Program Makan Bergizi Gratis (MBG) kini memasuki fase pengawasan yang jauh lebih ketat demi menjamin keselamatan para siswa di tanah air. Kepala Badan Gizi Nasional (BGN), Sudaryono, secara tegas memberikan wewenang penuh kepada pihak sekolah untuk menolak paket makanan yang dinilai tidak memenuhi standar kelayakan, termasuk makanan yang berbau tidak sedap atau tidak memiliki label resmi.

Langkah preventif ini diambil guna menghindari risiko fatal, seperti keracunan makanan di lingkungan sekolah.

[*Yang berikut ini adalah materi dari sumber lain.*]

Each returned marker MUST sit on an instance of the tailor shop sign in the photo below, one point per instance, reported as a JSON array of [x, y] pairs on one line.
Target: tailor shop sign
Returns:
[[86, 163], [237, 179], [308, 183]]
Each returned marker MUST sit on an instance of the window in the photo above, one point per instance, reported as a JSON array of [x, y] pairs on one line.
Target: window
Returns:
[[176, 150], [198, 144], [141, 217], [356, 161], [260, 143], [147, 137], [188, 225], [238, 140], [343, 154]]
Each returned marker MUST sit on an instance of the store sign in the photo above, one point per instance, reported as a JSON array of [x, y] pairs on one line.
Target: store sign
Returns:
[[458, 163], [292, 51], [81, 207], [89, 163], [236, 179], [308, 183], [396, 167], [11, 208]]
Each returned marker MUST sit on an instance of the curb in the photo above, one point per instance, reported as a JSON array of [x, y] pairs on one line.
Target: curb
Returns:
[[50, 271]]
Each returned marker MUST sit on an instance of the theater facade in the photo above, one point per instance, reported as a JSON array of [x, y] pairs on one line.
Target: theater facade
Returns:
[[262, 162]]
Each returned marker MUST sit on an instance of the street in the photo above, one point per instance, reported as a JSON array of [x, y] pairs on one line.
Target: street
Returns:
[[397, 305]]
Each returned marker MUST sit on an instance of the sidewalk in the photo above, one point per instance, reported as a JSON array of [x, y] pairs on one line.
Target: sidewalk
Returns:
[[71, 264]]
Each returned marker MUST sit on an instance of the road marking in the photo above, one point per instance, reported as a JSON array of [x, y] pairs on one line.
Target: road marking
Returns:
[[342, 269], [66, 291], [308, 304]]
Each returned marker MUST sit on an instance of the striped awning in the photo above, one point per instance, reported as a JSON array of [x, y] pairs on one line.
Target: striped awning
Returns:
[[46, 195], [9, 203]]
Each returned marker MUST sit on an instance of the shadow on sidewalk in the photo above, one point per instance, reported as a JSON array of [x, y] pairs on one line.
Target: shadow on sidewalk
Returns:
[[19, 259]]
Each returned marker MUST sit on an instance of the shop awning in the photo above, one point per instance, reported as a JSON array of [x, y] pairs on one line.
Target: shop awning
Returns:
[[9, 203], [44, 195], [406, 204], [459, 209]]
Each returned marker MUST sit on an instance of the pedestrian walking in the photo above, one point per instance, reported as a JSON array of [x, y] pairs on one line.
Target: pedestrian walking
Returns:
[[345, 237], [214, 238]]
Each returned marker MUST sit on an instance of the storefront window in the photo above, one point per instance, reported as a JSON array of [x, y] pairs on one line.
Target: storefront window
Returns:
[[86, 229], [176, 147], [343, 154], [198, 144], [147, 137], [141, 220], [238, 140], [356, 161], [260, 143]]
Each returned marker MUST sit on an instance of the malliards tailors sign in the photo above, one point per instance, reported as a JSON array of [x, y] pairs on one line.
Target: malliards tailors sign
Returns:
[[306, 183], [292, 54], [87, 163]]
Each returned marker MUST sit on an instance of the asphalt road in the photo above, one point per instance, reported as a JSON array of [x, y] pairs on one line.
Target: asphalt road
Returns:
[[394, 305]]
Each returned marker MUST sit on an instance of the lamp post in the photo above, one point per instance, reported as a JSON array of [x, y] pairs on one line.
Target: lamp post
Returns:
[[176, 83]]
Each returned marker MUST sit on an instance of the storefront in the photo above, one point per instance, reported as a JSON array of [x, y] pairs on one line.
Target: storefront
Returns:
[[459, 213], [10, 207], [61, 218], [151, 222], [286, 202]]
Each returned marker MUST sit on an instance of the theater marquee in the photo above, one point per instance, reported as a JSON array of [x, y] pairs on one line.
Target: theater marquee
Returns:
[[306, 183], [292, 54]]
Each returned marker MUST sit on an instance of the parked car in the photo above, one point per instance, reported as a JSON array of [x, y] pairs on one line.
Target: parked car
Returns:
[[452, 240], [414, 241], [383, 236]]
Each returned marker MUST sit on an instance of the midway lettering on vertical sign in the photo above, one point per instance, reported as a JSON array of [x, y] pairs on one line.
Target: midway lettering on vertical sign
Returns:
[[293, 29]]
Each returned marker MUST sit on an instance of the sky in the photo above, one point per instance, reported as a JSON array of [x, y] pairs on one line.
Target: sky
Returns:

Sudaryono menekankan bahwa aspek keamanan pangan merupakan prioritas utama yang tidak boleh ditoleransi oleh pihak mana pun demi menjaga kesehatan generasi penerus bangsa.

Read More

“Manakala makan itu diterima oleh sekolah dan tidak ada labelnya di setiap wadahnya, saya minta untuk tidak dibagikan dan segera ditolak,” ujar Sudaryono dalam agenda Webinar Literasi Gizi Bagi Kepala Sekolah yang digelar secara daring baru-baru ini.

Selain ketiadaan label penunjuk waktu, pihak sekolah juga diimbau untuk aktif mendeteksi kondisi fisik makanan secara langsung. Jika ditemukan indikasi makanan basi, mengeluarkan aroma tidak sedap, atau telah melewati batas waktu konsumsi yang aman, proses pembagian harus segera dihentikan saat itu juga. Guru dan kepala sekolah kini memegang peranan vital sebagai garda pertahanan pertama dalam menjaga kualitas asupan para siswa.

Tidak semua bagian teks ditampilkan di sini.